Proposed Means Street Historic District Sparks Debate

Stephannie Stokes / WABE

Means Street is a short narrow road near train tracks west of Georgia Tech. Square nondescript brick buildings rise up on each side.

As Bill Gould walks up the street, he says it gets its name from an early Atlanta landowner, Alexander Means. That name is part of what first drew Gould here almost 30 years ago.

“All these buildings were largely abandoned, covered in Kudzu with the windows all missing. And it was really beautiful, but a little bit edgy, scary and mean, so,” Gould says.

Gould ended up buying one of those buildings. Like many of the property owners on this street, he repurposed it. He turned it into lofts, where he’s lived since.

He points it out, a factory from the late 1800s.

“It used to be the Standard Oil Kentucky building,” Gould says. “It’s one of a number of buildings on Means street that were devoted to the petroleum industry at the turn of the century.”

The oil produced here supplied downtown Atlanta, he says.

Several other buildings down the street were for manufacturing, hundred year-old furniture plants. Around the corner, there are also early storefronts, dating back to the 1930s.

All of this, Gould says, makes it a special place.

“It’s really an entire block that has been preserved and left off the radar of Atlanta’s recent development,” Gould says.

Now, it could remain off that radar. The city has proposed making the dozen or so buildings around Means Street a historic district, because of their ties to west Atlanta’s early economy.

The area got the city’s attention because one building here was threatened recently. It was an old retail space that became a Georgia Tech mainstay, the Engineer’s Bookstore.

Its new owner wanted to demolish it to build a gas station. And that prompted an outcry from preservationists and people in the surrounding neighborhoods.

But many of the other property owners around Means Street are not happy with the city’s solution.

“This came down on our heads like a ton of bricks,” says Derek Aynsley, president of Aderhold Properties.

His company owns several of the buildings in the small proposed district. One is a converted music studio. Another, the Roxy Hotel, is apartments.

Aynsley says, the majority of the property owners don’t want the extra rules that come with a historic district.

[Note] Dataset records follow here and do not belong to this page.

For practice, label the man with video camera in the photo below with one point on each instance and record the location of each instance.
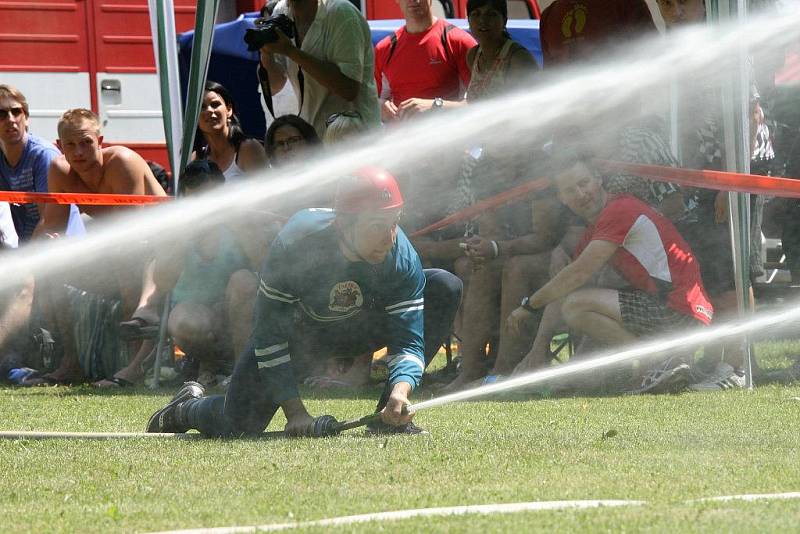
(324, 48)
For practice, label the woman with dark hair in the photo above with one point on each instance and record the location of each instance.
(220, 137)
(498, 63)
(287, 137)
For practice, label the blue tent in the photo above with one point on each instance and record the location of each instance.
(234, 66)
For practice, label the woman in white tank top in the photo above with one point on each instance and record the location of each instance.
(220, 137)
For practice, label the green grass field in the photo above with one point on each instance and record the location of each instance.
(665, 450)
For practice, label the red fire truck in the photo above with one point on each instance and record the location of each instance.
(98, 54)
(388, 9)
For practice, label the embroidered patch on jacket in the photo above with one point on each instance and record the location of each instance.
(345, 296)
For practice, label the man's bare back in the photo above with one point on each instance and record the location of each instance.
(82, 169)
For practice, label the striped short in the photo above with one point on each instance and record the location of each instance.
(645, 315)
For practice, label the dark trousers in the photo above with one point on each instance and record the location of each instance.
(247, 408)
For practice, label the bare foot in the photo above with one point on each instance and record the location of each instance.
(130, 374)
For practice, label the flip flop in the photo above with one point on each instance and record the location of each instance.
(137, 328)
(42, 380)
(117, 381)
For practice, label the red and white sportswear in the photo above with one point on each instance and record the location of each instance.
(652, 256)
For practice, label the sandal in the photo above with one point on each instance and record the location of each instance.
(137, 328)
(116, 381)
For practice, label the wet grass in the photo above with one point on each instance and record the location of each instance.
(665, 450)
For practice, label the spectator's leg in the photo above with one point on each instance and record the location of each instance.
(442, 300)
(480, 315)
(463, 270)
(522, 276)
(551, 324)
(15, 312)
(58, 314)
(240, 298)
(158, 278)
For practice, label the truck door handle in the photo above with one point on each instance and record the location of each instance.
(110, 85)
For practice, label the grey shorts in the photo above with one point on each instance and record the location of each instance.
(646, 315)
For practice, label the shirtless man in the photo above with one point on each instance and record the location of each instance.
(87, 167)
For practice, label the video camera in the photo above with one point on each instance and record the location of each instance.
(266, 31)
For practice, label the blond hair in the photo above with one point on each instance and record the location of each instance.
(76, 117)
(11, 92)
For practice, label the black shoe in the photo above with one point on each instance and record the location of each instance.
(380, 429)
(166, 419)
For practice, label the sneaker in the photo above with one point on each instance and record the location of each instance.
(166, 419)
(664, 379)
(724, 376)
(381, 429)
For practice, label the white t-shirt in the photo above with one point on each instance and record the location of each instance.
(7, 226)
(340, 35)
(284, 103)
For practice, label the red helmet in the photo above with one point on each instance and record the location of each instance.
(368, 189)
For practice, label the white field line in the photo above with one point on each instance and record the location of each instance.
(751, 497)
(483, 509)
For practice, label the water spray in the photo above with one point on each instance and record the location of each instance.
(640, 351)
(321, 427)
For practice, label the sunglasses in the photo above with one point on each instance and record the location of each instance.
(290, 142)
(15, 112)
(352, 114)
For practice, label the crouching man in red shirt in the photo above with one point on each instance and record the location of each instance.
(663, 293)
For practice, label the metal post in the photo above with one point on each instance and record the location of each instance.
(736, 127)
(162, 340)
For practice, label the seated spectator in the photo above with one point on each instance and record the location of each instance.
(341, 126)
(288, 137)
(664, 293)
(702, 146)
(7, 229)
(422, 66)
(498, 64)
(220, 137)
(24, 158)
(503, 271)
(215, 290)
(87, 167)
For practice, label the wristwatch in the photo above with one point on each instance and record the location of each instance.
(525, 305)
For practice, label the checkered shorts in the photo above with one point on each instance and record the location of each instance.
(646, 315)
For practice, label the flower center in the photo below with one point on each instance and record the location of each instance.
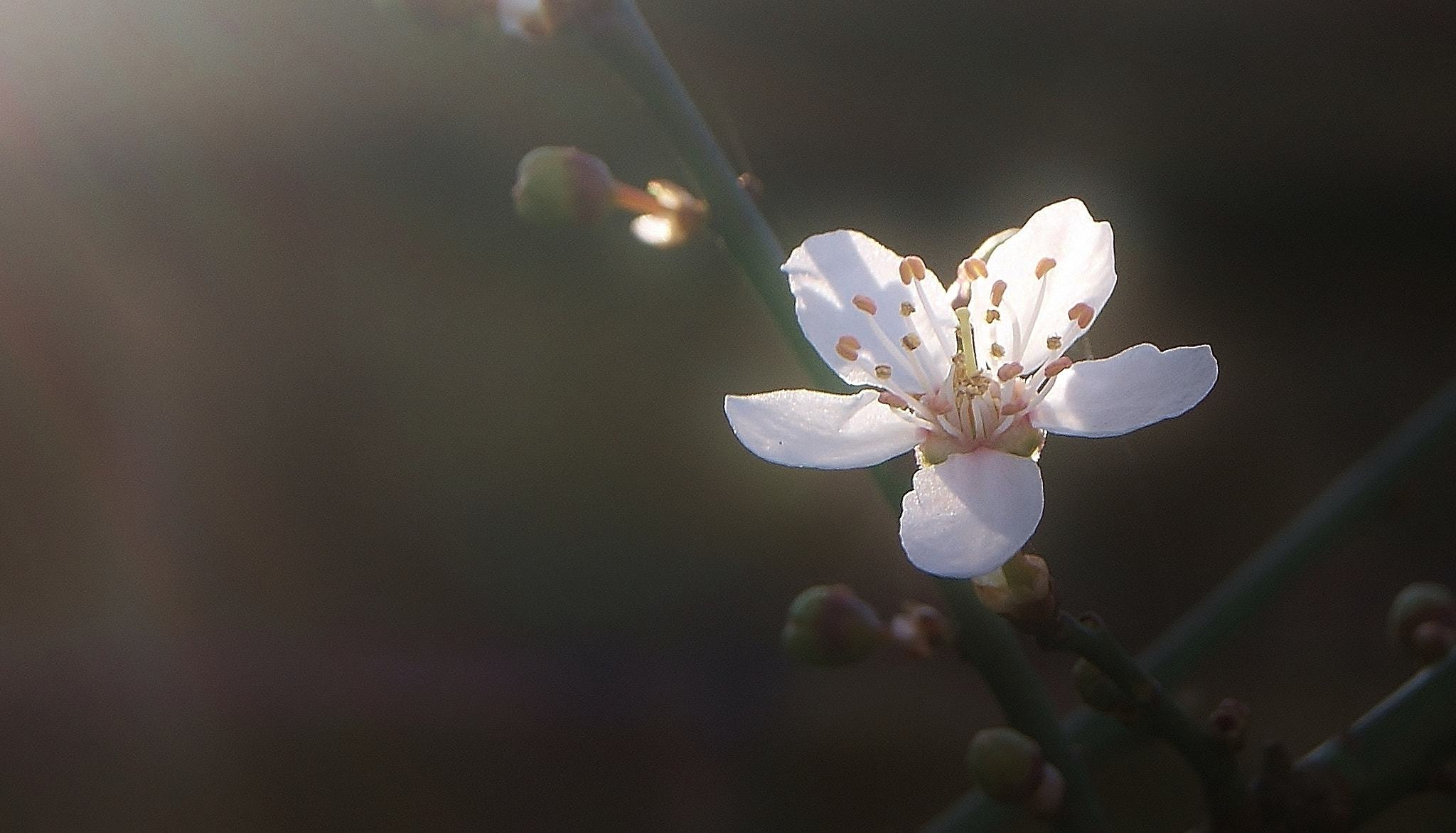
(965, 405)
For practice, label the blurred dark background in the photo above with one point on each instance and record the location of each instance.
(332, 497)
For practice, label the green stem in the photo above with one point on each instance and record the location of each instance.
(1396, 748)
(1209, 758)
(989, 644)
(625, 41)
(622, 37)
(1251, 585)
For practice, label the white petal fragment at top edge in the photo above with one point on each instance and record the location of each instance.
(975, 391)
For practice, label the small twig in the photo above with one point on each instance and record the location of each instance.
(989, 644)
(1211, 759)
(1397, 746)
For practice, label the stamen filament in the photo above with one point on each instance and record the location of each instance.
(925, 304)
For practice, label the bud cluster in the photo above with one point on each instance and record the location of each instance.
(565, 187)
(1423, 621)
(1010, 768)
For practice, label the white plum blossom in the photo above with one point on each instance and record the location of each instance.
(526, 19)
(973, 379)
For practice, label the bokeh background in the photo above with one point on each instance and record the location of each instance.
(332, 497)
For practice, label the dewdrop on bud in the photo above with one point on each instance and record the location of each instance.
(562, 187)
(919, 630)
(1021, 592)
(1423, 621)
(1008, 766)
(673, 216)
(829, 627)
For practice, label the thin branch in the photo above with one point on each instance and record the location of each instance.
(1209, 758)
(1397, 746)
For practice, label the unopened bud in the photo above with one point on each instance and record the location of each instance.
(829, 625)
(919, 630)
(1021, 592)
(1423, 621)
(1010, 768)
(562, 187)
(1101, 694)
(1229, 723)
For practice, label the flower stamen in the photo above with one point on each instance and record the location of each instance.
(997, 293)
(912, 268)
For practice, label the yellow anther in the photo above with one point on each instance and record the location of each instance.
(912, 268)
(1081, 314)
(961, 293)
(1054, 367)
(975, 267)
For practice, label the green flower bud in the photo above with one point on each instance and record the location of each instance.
(562, 187)
(1100, 692)
(1229, 723)
(1022, 593)
(1423, 621)
(829, 625)
(1008, 766)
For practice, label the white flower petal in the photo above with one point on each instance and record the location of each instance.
(1036, 309)
(1120, 393)
(968, 514)
(820, 430)
(830, 270)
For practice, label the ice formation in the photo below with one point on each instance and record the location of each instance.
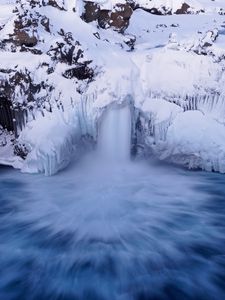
(65, 69)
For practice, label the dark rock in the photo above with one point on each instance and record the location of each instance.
(183, 10)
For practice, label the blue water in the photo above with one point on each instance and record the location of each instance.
(139, 231)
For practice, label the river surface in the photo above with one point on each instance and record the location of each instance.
(101, 231)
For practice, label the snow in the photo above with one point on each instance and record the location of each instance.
(198, 138)
(165, 75)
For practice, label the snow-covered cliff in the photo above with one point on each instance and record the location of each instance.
(64, 62)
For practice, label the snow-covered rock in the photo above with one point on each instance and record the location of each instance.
(61, 67)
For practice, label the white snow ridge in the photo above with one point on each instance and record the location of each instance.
(155, 69)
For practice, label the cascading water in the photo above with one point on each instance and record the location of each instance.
(115, 134)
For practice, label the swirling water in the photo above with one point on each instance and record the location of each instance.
(132, 231)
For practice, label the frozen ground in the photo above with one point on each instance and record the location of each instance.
(176, 59)
(128, 231)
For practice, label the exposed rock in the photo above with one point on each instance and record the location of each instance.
(183, 10)
(118, 18)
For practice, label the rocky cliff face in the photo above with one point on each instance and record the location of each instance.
(63, 62)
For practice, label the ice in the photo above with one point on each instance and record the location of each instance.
(114, 143)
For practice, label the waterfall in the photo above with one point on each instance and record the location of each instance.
(115, 134)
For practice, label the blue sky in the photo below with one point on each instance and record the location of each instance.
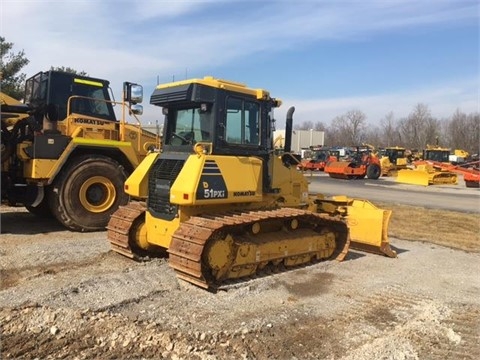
(323, 57)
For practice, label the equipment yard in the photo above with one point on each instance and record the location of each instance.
(67, 295)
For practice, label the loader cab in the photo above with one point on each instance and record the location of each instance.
(61, 93)
(438, 155)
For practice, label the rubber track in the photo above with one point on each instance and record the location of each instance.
(118, 228)
(189, 240)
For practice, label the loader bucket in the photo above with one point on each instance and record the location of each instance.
(414, 177)
(369, 227)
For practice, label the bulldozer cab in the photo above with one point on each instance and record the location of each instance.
(236, 121)
(60, 93)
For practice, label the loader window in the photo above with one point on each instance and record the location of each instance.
(242, 122)
(96, 104)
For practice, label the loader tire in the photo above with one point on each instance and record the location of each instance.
(42, 210)
(88, 192)
(373, 171)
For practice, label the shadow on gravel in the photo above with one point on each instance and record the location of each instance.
(24, 223)
(357, 254)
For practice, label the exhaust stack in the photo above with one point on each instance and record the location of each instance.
(288, 130)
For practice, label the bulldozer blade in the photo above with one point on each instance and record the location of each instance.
(369, 228)
(414, 177)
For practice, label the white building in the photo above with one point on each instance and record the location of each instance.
(301, 139)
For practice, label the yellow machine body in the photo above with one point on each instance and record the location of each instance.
(427, 174)
(65, 154)
(227, 209)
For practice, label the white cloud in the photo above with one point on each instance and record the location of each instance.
(138, 40)
(442, 100)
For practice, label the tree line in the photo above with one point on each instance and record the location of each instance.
(416, 131)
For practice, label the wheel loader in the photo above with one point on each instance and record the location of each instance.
(65, 153)
(318, 159)
(222, 203)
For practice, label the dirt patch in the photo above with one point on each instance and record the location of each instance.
(66, 295)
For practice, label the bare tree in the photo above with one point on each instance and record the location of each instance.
(350, 127)
(420, 128)
(462, 131)
(69, 70)
(11, 64)
(390, 135)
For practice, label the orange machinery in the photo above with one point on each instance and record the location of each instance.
(364, 162)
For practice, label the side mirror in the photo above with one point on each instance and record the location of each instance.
(133, 92)
(136, 109)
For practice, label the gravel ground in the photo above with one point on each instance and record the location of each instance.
(66, 295)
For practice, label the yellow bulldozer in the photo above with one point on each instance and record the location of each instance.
(65, 153)
(223, 202)
(430, 170)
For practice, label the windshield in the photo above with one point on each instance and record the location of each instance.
(188, 126)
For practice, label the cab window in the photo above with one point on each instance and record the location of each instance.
(242, 122)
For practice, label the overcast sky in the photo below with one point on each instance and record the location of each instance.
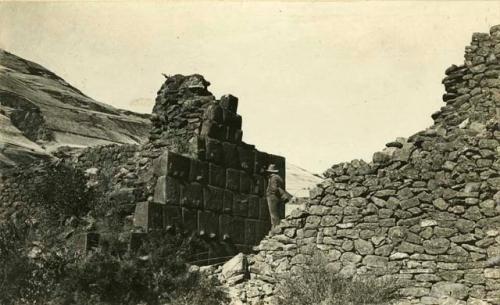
(319, 83)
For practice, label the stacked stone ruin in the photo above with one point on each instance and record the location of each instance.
(425, 211)
(207, 180)
(195, 175)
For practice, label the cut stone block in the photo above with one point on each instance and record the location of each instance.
(229, 102)
(236, 266)
(231, 119)
(148, 216)
(208, 224)
(213, 197)
(264, 209)
(189, 220)
(229, 134)
(192, 195)
(212, 129)
(253, 206)
(230, 155)
(233, 179)
(240, 205)
(198, 171)
(245, 183)
(227, 203)
(262, 230)
(217, 175)
(246, 157)
(172, 164)
(232, 229)
(214, 112)
(172, 217)
(197, 146)
(250, 232)
(167, 191)
(259, 185)
(261, 162)
(215, 151)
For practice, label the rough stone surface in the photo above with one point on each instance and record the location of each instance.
(426, 209)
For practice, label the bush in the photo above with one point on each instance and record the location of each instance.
(155, 274)
(318, 285)
(59, 191)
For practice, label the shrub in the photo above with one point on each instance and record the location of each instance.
(318, 285)
(59, 191)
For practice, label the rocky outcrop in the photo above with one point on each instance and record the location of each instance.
(425, 211)
(40, 112)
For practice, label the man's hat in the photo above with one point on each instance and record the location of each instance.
(272, 169)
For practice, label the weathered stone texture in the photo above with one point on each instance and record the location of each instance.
(426, 208)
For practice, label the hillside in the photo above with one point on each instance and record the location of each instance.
(40, 112)
(424, 213)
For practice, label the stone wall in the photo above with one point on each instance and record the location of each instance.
(425, 211)
(207, 180)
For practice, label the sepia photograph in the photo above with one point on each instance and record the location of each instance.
(213, 152)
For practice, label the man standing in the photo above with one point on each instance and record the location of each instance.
(276, 194)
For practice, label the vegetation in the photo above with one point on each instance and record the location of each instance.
(318, 285)
(40, 265)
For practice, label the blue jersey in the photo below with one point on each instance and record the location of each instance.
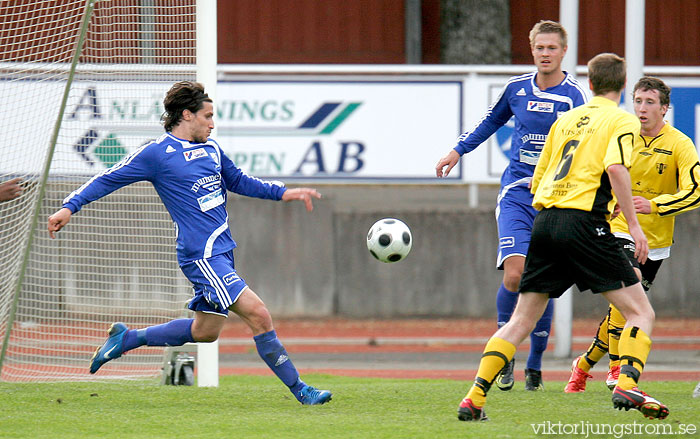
(191, 180)
(535, 111)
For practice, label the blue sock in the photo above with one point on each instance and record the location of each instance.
(174, 333)
(505, 304)
(133, 339)
(275, 356)
(539, 338)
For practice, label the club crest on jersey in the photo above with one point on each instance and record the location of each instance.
(506, 242)
(230, 278)
(540, 107)
(194, 154)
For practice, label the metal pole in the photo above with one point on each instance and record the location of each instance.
(207, 353)
(564, 305)
(634, 46)
(413, 31)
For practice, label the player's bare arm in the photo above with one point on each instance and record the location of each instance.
(621, 185)
(450, 160)
(58, 220)
(641, 205)
(304, 194)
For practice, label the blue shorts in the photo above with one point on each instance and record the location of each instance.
(515, 216)
(215, 282)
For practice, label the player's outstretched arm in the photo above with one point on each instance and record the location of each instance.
(304, 194)
(10, 189)
(58, 220)
(620, 182)
(450, 160)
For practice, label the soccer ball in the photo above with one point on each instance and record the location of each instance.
(389, 240)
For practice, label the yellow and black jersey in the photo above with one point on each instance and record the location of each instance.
(581, 145)
(665, 170)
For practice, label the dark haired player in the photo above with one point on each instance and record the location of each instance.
(584, 160)
(192, 175)
(665, 174)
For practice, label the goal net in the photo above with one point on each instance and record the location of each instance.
(70, 111)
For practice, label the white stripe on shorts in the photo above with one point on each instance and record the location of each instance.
(219, 287)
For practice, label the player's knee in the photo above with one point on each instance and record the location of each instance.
(205, 335)
(259, 318)
(511, 280)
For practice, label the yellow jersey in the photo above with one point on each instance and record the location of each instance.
(581, 145)
(665, 170)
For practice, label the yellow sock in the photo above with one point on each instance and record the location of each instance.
(597, 349)
(616, 322)
(634, 350)
(497, 353)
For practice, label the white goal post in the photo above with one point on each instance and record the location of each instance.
(75, 77)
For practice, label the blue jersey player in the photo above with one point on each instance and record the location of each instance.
(534, 100)
(192, 175)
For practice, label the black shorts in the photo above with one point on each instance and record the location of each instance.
(570, 246)
(648, 269)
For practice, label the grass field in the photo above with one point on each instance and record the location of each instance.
(260, 407)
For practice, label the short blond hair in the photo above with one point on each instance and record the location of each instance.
(607, 73)
(548, 27)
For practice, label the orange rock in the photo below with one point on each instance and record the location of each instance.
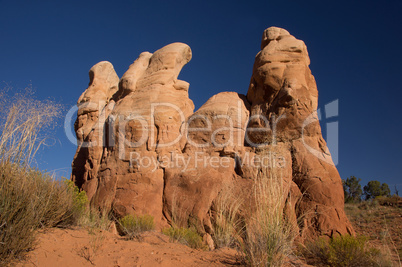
(156, 156)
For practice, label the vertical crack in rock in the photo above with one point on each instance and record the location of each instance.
(143, 150)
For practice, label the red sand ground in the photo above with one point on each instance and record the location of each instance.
(67, 247)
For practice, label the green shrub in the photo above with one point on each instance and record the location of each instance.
(30, 200)
(80, 201)
(186, 236)
(344, 251)
(132, 226)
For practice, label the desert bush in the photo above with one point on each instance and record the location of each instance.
(30, 200)
(268, 236)
(186, 236)
(24, 125)
(132, 226)
(344, 251)
(226, 222)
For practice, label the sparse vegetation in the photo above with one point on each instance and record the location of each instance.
(344, 251)
(29, 198)
(132, 226)
(186, 236)
(379, 220)
(375, 189)
(226, 221)
(268, 236)
(352, 189)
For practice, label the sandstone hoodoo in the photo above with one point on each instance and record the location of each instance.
(143, 150)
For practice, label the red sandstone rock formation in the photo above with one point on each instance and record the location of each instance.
(141, 149)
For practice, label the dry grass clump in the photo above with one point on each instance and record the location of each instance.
(132, 226)
(268, 236)
(227, 221)
(186, 236)
(29, 199)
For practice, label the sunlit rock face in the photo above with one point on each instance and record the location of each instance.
(143, 150)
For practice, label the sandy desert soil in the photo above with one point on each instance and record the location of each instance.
(382, 225)
(80, 247)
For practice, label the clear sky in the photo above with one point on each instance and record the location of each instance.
(354, 46)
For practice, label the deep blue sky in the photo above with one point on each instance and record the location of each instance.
(354, 46)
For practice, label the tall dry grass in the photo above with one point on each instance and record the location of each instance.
(268, 235)
(227, 220)
(260, 228)
(29, 198)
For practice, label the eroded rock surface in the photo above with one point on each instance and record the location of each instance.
(155, 155)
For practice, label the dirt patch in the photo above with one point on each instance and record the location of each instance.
(79, 247)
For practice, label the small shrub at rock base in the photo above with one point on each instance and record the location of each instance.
(132, 226)
(344, 251)
(186, 236)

“It is extremely onerous in its denial of pre-existing property right. What can be done to the property into the future and more importantly what cannot be done,” he says.

For example, if he wants new windows on the warehouses he owns, he says he’ll need the city’s permission.

Ainsley says the historic district just seems like a ploy to keep a gas station from replacing a plain, one-story brick building.

“I would ask you to justify for me under what sets of standards, either architectural or cultural merit, that building deserves preserving,” Aynsley says.

The Atlanta Contemporary Art Center, whose home is along Means Street, is also opposing the designation. The director there says she worries it could stunt the organization’s growth.

The benefit of preserving Means Street, however, may outweigh the property owners’ concerns, according to City Council Member Ivory Young, who represents the area.

“It is really an asset for the whole city,” Young says.

Young also says the historic designation has support beyond the Means Street district, in the adjacent neighborhoods and in the rest of Atlanta.

“Means Street is an area that has a one of a kind flare and flavor,” Young says. “If we don’t take some extraordinary measures to protect that asset, it’s liable that almost anything could happen.”

And that is what Gould is worried about. He is now one of the only property owners backing the proposed district.

“Atlanta has a long history of not having a great deal of respect for its built history,” Gould says. “We’re very much a tear down and build new kind of city.”

He says the city should make an extra effort to preserve what’s left.

The proposal to protect Means Street with a local historic status needs the approval of the Atlanta City Council. The council is scheduled to vote on the issue Monday.